Sa fiancée garda pour elle une réflexion bien placée, se doutant qu’il s’agissait là d’une manifestation de son apaisement, de la dispersion de l’influence du héros irlandais Cuchulain… Celui-ci avait besoin de se plonger dans l’eau la plus glacée pour que s’évanouissent ses élans guerriers. Mais pour Archibald, la seule tension, bien trop insupportable, avait fini par le terrasser, Hadès s’inclinant heureusement avant lui. Les nerfs de Kate avaient résisté de leur côté, et un Griffon avait immédiatement répondu à son appel pour les éloigner au plus vite de Dité, non sans avoir donc récupéré une écaille, et cette étrange pierre recrachée par le colossal ver. Si la transe qui l’avait habitée elle aussi pouvait s’avérer profitable, et lui permettre de se rappeler d’une autre faiblesse d’Hadès…Diane lui devait bien cette faveur, et plus encore.
La jeune femme n’était pas certaine d’avoir bien agi, mais il n’était pas non plus question d’un simple acte de vengeance. Même privé de venin, leur adversaire aurait sûrement été capable de mordre à nouveau. Que la manœuvre de Kate réussisse ou pas, elle avait tenté sa chance… Et personne n’aurait eu l’audace de l’en blâmer, qui qu’elle soit !

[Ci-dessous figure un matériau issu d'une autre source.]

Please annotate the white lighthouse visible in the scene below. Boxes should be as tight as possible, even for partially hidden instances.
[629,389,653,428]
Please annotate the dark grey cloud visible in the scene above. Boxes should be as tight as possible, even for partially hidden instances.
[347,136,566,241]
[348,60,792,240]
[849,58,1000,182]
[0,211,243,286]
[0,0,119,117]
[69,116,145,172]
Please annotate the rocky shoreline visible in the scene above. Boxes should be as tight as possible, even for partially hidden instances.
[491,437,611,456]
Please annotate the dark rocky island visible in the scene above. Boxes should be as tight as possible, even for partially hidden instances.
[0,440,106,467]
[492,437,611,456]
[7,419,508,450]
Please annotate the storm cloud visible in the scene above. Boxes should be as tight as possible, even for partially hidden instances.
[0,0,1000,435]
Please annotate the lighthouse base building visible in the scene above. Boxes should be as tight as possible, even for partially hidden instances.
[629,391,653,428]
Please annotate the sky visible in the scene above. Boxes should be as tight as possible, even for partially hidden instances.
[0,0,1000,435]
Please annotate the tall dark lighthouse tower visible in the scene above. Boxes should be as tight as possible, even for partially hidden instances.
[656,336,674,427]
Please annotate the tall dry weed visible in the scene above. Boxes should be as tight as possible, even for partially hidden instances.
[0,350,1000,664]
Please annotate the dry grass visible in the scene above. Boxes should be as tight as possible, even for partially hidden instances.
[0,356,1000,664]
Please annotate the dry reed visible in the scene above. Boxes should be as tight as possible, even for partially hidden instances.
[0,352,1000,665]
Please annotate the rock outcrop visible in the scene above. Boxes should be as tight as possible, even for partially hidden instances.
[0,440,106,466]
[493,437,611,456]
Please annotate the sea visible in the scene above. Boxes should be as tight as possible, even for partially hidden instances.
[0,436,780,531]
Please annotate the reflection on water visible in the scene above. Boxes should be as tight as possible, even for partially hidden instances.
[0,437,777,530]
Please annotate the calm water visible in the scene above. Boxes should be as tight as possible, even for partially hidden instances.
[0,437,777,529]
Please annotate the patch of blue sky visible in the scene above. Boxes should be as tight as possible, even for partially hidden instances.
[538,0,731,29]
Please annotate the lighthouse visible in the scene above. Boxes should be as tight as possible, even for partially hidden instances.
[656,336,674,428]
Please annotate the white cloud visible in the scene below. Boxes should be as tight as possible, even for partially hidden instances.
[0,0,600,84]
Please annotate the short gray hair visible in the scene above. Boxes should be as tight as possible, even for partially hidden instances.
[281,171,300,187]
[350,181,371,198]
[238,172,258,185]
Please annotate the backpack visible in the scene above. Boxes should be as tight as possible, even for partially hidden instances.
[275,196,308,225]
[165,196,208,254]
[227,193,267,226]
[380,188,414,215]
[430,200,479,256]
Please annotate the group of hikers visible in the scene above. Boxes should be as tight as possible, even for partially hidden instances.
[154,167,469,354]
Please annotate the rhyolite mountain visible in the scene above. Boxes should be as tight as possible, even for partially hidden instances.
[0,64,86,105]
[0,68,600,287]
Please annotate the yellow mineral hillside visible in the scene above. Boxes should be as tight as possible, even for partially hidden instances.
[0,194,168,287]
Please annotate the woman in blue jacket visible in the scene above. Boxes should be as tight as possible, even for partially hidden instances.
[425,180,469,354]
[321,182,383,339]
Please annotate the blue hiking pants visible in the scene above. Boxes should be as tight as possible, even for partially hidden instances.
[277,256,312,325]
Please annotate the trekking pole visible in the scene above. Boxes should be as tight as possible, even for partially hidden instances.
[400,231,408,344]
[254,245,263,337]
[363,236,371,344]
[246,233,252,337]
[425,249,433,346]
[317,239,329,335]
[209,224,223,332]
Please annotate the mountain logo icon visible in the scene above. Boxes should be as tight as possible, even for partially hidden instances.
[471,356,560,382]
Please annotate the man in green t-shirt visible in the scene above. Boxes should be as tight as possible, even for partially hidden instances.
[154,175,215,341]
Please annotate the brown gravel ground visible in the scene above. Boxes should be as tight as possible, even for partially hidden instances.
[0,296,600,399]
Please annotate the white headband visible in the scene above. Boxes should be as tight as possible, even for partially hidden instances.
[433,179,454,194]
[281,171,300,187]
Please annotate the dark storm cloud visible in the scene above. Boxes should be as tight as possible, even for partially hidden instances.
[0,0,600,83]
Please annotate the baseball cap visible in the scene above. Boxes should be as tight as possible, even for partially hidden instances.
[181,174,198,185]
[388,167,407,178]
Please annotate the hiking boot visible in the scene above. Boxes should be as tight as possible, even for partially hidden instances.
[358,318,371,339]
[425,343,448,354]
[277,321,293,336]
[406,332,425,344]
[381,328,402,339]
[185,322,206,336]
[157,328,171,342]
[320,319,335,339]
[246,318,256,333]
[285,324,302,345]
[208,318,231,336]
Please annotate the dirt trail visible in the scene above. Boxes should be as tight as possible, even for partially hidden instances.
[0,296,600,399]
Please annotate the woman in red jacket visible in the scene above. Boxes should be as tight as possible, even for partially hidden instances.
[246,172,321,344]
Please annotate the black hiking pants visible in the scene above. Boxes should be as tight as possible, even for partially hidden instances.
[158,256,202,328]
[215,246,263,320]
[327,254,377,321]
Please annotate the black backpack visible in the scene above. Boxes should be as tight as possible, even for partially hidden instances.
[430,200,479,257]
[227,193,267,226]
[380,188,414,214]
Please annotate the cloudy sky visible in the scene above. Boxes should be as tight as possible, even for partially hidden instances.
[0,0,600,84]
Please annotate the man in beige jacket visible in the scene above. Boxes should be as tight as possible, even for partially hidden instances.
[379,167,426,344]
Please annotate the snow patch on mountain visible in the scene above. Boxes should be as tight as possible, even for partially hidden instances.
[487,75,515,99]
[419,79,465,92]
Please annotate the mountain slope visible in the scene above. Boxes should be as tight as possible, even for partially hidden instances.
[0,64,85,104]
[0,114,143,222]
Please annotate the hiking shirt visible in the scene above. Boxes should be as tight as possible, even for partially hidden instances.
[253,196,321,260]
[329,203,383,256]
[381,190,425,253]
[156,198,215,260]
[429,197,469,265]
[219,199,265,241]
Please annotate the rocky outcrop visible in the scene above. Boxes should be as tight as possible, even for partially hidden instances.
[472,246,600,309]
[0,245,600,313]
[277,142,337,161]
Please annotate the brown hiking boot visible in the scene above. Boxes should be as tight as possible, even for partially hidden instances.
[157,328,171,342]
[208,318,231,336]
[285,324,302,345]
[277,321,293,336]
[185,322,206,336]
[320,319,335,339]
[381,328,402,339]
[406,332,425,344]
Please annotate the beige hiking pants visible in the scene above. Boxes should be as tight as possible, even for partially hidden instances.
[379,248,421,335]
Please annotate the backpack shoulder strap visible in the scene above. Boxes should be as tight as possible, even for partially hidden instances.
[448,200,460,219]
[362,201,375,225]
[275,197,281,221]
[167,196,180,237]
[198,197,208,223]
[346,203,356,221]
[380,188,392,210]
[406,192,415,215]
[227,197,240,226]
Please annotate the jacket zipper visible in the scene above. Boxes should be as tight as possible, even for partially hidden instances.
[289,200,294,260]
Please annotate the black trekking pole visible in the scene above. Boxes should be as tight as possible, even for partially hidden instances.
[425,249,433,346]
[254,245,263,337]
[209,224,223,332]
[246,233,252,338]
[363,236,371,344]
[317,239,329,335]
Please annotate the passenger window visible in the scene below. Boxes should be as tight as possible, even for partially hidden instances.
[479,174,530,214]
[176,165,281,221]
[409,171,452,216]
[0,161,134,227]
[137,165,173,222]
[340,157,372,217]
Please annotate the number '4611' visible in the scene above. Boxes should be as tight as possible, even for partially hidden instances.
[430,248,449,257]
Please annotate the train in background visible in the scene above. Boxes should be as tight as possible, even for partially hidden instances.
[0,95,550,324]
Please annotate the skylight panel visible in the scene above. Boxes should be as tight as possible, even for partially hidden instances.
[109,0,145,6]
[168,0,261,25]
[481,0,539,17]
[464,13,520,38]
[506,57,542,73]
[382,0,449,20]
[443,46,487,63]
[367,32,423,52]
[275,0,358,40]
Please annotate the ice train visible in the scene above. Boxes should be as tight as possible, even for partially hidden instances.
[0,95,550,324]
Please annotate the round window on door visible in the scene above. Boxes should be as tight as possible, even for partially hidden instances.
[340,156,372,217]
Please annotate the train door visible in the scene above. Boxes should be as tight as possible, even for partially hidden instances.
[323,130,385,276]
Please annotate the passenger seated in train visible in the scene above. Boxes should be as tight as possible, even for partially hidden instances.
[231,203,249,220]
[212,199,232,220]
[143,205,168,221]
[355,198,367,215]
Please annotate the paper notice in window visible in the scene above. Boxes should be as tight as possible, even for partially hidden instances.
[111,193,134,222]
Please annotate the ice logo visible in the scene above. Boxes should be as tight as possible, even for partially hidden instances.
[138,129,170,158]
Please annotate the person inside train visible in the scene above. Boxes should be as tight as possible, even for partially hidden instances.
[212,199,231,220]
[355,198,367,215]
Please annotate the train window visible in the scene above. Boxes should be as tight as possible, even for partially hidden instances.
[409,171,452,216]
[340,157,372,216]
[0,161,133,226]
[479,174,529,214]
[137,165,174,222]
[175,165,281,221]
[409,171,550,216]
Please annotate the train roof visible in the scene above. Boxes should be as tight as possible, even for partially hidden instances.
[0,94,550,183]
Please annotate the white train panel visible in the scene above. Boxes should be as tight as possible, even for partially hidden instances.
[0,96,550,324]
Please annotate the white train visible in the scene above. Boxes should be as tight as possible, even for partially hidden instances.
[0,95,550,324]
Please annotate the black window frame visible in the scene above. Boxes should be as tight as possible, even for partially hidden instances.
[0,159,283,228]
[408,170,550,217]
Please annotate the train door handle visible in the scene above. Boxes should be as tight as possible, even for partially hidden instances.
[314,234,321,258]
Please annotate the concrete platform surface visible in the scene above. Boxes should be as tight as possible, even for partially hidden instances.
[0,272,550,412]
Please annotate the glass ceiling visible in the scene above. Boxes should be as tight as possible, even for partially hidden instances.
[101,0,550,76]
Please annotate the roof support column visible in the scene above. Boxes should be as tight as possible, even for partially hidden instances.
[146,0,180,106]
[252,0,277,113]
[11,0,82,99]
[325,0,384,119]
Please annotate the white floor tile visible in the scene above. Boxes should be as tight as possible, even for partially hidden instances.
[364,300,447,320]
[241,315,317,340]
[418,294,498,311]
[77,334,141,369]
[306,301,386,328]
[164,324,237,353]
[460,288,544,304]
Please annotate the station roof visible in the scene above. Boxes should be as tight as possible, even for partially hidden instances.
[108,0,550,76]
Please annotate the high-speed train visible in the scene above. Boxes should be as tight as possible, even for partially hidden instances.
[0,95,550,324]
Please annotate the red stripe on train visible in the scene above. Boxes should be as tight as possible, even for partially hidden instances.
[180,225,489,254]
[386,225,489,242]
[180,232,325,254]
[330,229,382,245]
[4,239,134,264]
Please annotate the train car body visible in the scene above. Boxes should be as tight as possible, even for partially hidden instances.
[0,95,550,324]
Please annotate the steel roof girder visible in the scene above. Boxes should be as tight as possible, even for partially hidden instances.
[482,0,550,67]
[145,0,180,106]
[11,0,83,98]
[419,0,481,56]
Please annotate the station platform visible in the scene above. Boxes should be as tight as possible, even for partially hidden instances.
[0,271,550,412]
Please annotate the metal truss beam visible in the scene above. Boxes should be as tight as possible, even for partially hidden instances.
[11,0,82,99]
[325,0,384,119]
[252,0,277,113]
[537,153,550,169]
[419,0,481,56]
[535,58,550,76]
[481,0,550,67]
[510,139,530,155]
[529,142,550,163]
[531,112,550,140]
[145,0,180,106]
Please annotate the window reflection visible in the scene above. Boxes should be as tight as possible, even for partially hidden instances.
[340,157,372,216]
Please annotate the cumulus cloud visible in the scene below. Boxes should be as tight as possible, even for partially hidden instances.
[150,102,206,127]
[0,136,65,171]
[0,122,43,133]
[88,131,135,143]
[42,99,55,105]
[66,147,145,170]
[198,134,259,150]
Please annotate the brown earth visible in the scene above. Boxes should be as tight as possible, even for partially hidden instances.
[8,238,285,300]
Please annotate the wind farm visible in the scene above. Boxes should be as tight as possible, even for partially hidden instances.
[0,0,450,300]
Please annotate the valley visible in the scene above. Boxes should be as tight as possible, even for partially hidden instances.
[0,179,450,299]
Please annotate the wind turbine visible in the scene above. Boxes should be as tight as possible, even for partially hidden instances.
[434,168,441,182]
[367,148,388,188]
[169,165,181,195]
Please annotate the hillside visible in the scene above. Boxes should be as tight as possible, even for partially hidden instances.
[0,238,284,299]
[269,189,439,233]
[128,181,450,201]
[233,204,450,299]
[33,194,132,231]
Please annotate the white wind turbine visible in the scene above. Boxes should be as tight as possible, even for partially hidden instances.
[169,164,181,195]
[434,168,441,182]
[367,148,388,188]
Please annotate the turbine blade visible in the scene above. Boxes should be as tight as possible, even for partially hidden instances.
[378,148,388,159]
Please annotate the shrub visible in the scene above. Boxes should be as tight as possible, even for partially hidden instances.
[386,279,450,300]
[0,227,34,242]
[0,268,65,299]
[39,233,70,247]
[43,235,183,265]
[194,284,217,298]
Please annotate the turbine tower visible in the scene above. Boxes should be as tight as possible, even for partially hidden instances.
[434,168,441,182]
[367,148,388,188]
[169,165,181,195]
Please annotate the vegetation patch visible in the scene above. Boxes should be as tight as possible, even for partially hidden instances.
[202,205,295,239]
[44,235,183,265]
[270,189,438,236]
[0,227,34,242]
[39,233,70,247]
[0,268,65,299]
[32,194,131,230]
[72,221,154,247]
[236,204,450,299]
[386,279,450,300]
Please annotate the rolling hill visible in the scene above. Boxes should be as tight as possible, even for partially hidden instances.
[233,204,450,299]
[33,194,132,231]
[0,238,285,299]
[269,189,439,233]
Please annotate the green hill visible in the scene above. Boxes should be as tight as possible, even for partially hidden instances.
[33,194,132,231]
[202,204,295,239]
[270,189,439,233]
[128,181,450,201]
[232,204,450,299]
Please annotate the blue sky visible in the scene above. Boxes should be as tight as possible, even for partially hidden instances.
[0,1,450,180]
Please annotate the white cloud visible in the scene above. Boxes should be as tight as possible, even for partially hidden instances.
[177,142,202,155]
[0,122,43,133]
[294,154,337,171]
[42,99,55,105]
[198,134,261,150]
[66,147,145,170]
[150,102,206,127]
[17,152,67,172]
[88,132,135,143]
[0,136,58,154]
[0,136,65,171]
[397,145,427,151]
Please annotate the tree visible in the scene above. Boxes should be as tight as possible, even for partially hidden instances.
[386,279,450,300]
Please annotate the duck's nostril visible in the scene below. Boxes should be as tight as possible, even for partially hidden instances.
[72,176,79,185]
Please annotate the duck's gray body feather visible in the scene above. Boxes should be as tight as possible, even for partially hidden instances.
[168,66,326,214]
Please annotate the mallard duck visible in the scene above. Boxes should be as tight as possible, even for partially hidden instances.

Si les rêves d’Hadès s’étaient mués en cauchemars pour beaucoup, un songe apaisé les attendait encore, qu’ils aient ou non pris part au siège de Dité, qu’ils aient conscience ou pas de ce qu’ils avaient chacun traversé, que la nuit se fût écoulée pour les élèves de la Tour ou les habitants du Royaume des Confiseries comme la précédente… Féerie était peut-être sauvée, mais ce monde comptait à présent un nouveau territoire, surgi des profondeurs d’un âge de légende.
L’Atlantide avait émergé du fin fond de l’océan, ses minarets d’orichalque scintillant doucement dans le chatoiement du petit matin, ses avenues encombrées d’algues et de coquillages encore désertes.